Minimax assumes optimal play from both sides:
*   **Max (Our AI):** Aims to *maximize* the final score. When it's the AI's turn to move (represented by a 'Max' level in the tree), it analyzes the scores resulting from dropping a piece in each valid column and chooses the column leading to the highest possible score.
*   **Min (The Opponent):** Aims to *minimize* the AI's score. When it's the opponent's turn ('Min' level), the algorithm assumes the opponent will choose the column leading to the lowest possible score for the AI.
Scores from deeper levels (or terminal states) are propagated back up the tree. Max nodes take the maximum value of their children, while Min nodes take the minimum.

Minimax uses a *heuristic evaluation function* at its maximum search depth. This function estimates the "goodness" of a non-terminal board state for the AI based on the number of potential winning lines. The AI ultimately chooses the initial column drop that leads to the branch with the highest backed-up score, assuming the opponent always plays perfectly to counter.

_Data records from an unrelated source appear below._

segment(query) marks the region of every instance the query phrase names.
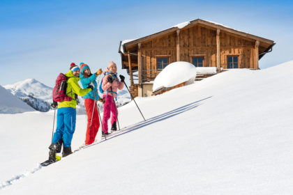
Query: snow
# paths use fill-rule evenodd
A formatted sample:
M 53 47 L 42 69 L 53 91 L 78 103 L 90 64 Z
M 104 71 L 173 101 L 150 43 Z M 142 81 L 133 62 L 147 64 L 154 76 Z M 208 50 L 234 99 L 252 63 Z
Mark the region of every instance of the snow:
M 196 67 L 197 75 L 213 75 L 217 74 L 216 67 Z
M 126 44 L 126 43 L 127 43 L 128 42 L 135 40 L 135 39 L 127 39 L 127 40 L 122 40 L 121 41 L 121 44 L 120 45 L 120 49 L 119 49 L 120 52 L 121 52 L 123 54 L 124 54 L 125 53 L 124 47 L 123 47 L 124 44 Z
M 34 98 L 52 103 L 53 88 L 35 79 L 28 79 L 13 84 L 6 85 L 4 88 L 20 98 L 31 94 Z
M 0 86 L 0 114 L 15 114 L 33 109 Z
M 213 24 L 216 24 L 216 25 L 220 25 L 220 26 L 224 26 L 224 27 L 226 27 L 226 28 L 228 28 L 228 29 L 232 29 L 231 27 L 230 27 L 228 26 L 225 26 L 223 24 L 218 23 L 218 22 L 213 22 L 213 21 L 206 20 L 204 20 L 204 21 L 206 21 L 206 22 L 210 22 L 210 23 L 213 23 Z
M 146 121 L 132 101 L 122 134 L 43 168 L 54 112 L 0 114 L 0 194 L 291 194 L 292 75 L 293 61 L 137 98 Z
M 188 62 L 177 61 L 167 65 L 153 81 L 153 91 L 162 87 L 172 87 L 183 82 L 193 83 L 196 77 L 195 67 Z
M 173 26 L 172 27 L 175 27 L 175 28 L 176 27 L 178 29 L 183 29 L 185 26 L 189 25 L 190 24 L 190 21 L 187 21 L 187 22 L 182 22 L 182 23 L 176 24 L 176 25 Z

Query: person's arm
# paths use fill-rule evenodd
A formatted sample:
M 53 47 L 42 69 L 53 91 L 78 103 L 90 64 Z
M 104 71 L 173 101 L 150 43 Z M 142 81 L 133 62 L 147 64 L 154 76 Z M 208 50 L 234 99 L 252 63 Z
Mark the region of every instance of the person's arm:
M 109 82 L 108 81 L 108 77 L 109 75 L 105 76 L 105 77 L 103 79 L 102 82 L 102 88 L 103 91 L 107 91 L 109 88 L 112 86 L 112 84 Z
M 122 90 L 122 88 L 123 88 L 123 86 L 124 86 L 124 83 L 123 82 L 121 82 L 121 81 L 119 81 L 119 79 L 117 78 L 117 81 L 118 81 L 118 88 L 119 89 L 119 90 Z
M 69 79 L 68 81 L 68 83 L 71 85 L 73 92 L 74 93 L 77 94 L 80 96 L 86 95 L 89 92 L 91 91 L 91 88 L 86 88 L 84 89 L 81 88 L 77 81 L 73 78 Z

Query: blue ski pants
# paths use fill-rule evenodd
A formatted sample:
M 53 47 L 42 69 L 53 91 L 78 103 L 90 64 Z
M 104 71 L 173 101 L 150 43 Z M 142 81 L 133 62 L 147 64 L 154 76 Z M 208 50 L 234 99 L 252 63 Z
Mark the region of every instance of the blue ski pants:
M 52 143 L 56 143 L 63 139 L 64 147 L 71 146 L 73 133 L 75 130 L 76 109 L 72 107 L 58 109 L 57 127 Z

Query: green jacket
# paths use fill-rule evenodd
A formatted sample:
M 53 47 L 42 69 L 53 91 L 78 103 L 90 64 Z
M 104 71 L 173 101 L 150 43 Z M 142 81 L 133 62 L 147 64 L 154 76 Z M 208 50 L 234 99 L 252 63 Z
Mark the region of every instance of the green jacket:
M 78 81 L 80 81 L 80 78 L 73 75 L 73 72 L 69 71 L 65 75 L 69 79 L 67 80 L 67 88 L 66 88 L 66 94 L 67 95 L 73 98 L 71 101 L 62 101 L 60 102 L 58 104 L 58 108 L 66 108 L 66 107 L 72 107 L 75 109 L 77 102 L 75 100 L 75 94 L 80 96 L 86 95 L 89 92 L 91 91 L 91 88 L 84 88 L 82 89 L 80 88 L 80 85 L 78 84 Z

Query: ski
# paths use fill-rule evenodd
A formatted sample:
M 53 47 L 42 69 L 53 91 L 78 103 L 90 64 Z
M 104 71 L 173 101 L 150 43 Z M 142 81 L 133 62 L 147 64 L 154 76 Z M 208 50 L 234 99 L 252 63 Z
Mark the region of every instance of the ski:
M 47 166 L 51 164 L 55 163 L 60 160 L 61 160 L 61 157 L 59 155 L 56 155 L 56 160 L 47 159 L 46 161 L 44 161 L 43 162 L 40 163 L 40 164 L 42 165 L 43 166 Z

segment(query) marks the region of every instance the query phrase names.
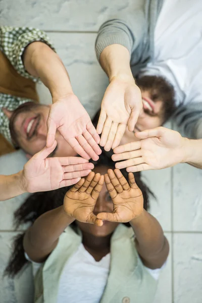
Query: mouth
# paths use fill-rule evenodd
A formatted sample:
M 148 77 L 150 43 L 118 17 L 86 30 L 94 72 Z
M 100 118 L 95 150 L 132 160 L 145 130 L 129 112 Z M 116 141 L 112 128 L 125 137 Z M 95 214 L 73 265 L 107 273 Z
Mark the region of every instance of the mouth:
M 143 107 L 144 109 L 149 110 L 150 112 L 154 113 L 155 103 L 149 98 L 142 97 Z
M 29 140 L 34 134 L 39 122 L 39 117 L 33 117 L 26 119 L 23 128 L 27 138 Z

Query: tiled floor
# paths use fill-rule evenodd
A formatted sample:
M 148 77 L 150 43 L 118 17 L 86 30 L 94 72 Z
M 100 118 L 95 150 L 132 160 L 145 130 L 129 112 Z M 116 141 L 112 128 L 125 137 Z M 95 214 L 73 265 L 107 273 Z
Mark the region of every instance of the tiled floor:
M 95 58 L 96 32 L 108 16 L 127 13 L 134 0 L 1 0 L 1 24 L 32 26 L 48 32 L 69 73 L 75 93 L 90 115 L 99 108 L 108 79 Z M 50 102 L 38 85 L 43 103 Z M 170 125 L 168 124 L 169 127 Z M 26 161 L 21 152 L 0 159 L 0 174 L 20 170 Z M 202 302 L 202 171 L 179 165 L 145 172 L 144 179 L 157 196 L 151 211 L 159 220 L 170 244 L 170 254 L 161 277 L 155 303 Z M 8 260 L 14 210 L 25 198 L 0 204 L 0 273 Z M 0 282 L 1 303 L 31 303 L 30 269 L 15 280 Z

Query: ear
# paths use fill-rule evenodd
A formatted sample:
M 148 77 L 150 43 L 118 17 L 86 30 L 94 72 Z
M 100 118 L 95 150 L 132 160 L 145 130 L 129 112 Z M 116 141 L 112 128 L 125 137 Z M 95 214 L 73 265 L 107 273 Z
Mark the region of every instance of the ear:
M 8 118 L 10 120 L 11 117 L 12 116 L 12 115 L 13 114 L 13 111 L 9 111 L 9 110 L 7 110 L 7 109 L 6 109 L 5 108 L 3 108 L 2 111 L 4 112 L 4 113 L 6 115 L 6 116 L 7 117 L 7 118 Z
M 28 159 L 28 160 L 29 160 L 30 159 L 31 159 L 31 158 L 32 156 L 31 156 L 31 155 L 30 155 L 29 154 L 26 154 L 26 157 Z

#### Optimization: Alpha-Beta Pruning for Connect 4 Efficiency

Exploring the full game tree for Connect 4, even a few moves deep, involves analyzing a massive number of board states. **Alpha-Beta Pruning** is an essential optimization that significantly speeds up this process without changing the outcome. It avoids evaluating parts of the game tree that won't influence the final decision. It maintains two key values during the search:
*   **Alpha (α):** The best (highest) score the AI (Max) can currently guarantee itself on the path from the root to the current node.
*   **Beta (β):** The best (lowest) score the opponent (Min) can currently guarantee forcing on the path from the root to the current node.

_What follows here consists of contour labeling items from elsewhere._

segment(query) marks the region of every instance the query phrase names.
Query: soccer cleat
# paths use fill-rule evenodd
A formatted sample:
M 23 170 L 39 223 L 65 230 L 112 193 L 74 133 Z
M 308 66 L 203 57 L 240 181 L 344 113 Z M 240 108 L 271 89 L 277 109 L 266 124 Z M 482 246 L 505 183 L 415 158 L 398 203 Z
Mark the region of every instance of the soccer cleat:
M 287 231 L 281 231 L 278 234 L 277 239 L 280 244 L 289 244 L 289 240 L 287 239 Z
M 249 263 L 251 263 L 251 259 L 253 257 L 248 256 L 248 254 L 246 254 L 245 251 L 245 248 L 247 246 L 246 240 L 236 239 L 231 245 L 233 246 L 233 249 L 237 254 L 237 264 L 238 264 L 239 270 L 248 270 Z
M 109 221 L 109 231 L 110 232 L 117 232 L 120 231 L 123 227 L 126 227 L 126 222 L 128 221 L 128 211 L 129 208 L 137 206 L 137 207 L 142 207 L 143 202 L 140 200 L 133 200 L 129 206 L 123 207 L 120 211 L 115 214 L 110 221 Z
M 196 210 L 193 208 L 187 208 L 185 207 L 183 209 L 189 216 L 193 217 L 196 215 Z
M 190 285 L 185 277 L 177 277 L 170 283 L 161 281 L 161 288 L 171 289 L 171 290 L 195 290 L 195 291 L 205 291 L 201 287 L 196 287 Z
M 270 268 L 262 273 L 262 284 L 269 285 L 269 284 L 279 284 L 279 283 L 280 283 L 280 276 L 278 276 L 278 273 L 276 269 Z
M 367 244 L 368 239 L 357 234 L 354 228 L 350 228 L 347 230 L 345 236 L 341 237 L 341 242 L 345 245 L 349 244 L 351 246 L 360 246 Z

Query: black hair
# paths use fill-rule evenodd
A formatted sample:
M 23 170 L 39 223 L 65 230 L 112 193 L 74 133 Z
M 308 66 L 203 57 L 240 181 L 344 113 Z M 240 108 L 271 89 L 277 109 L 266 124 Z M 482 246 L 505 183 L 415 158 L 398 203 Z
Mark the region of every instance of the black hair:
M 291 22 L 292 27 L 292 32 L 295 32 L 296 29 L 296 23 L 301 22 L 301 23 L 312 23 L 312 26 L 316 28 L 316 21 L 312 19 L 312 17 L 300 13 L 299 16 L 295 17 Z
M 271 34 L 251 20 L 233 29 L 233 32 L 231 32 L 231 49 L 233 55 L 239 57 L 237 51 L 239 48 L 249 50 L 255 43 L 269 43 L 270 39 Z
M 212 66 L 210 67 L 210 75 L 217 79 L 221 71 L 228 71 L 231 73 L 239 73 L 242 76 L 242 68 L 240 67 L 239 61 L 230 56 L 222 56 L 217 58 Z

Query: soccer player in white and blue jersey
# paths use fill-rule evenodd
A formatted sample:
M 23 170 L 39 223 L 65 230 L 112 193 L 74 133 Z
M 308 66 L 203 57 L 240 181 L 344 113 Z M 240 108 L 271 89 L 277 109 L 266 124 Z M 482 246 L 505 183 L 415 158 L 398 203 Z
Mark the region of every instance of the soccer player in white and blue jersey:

Pruning happens in two scenarios relevant to Connect 4 evaluations:
1.  While exploring the opponent's potential moves (Min node): If the evaluation of a potential opponent move yields a score less than or equal to `alpha`, the AI knows the opponent could force a worse outcome for the AI than one already found (`alpha`). Therefore, the AI (Max) would have avoided reaching this state earlier. The algorithm stops exploring further moves down this specific branch (*alpha cutoff*).
2.  While exploring the AI's potential moves (Max node): If the evaluation of a potential AI move yields a score greater than or equal to `beta`, the AI knows this move looks promising, but it also knows the opponent (Min) already has a way to achieve a better (lower) outcome for themselves (`beta`) higher up the tree. Thus, the opponent would never let the game reach this state. The algorithm stops exploring further down this branch (*beta cutoff*).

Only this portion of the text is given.